Please ask more info if needed.

Many many thanks in advanced…

Best Answer

The IDENTITY key in your FINAL_COUNTRIES table is just fine for a PK. You've created a "synthetic key." I would also add a UQ on { OriginalCountryID, OfficeID }, to speed joins from staged data.

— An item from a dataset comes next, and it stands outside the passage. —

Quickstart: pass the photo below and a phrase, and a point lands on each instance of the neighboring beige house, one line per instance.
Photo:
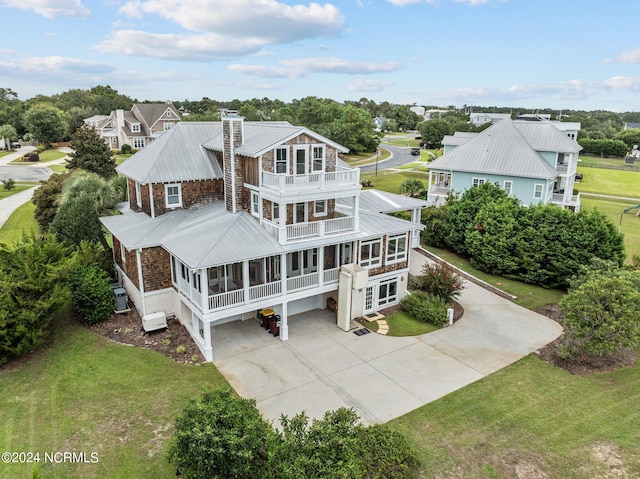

Another option would be to have a Countries table in your warehouse with only unique values (e.g., "USA" just once) and then a CountriesMap table relating OfficeID and CountryID to the ID in the warehouse table. This would help performance, as when you get to your fact tables you'll want to use a single INT to relate to the Countries table, rather than an INT and a VARCHAR() - fact tables can get big fast, and it's important to keep them as narrow as you can.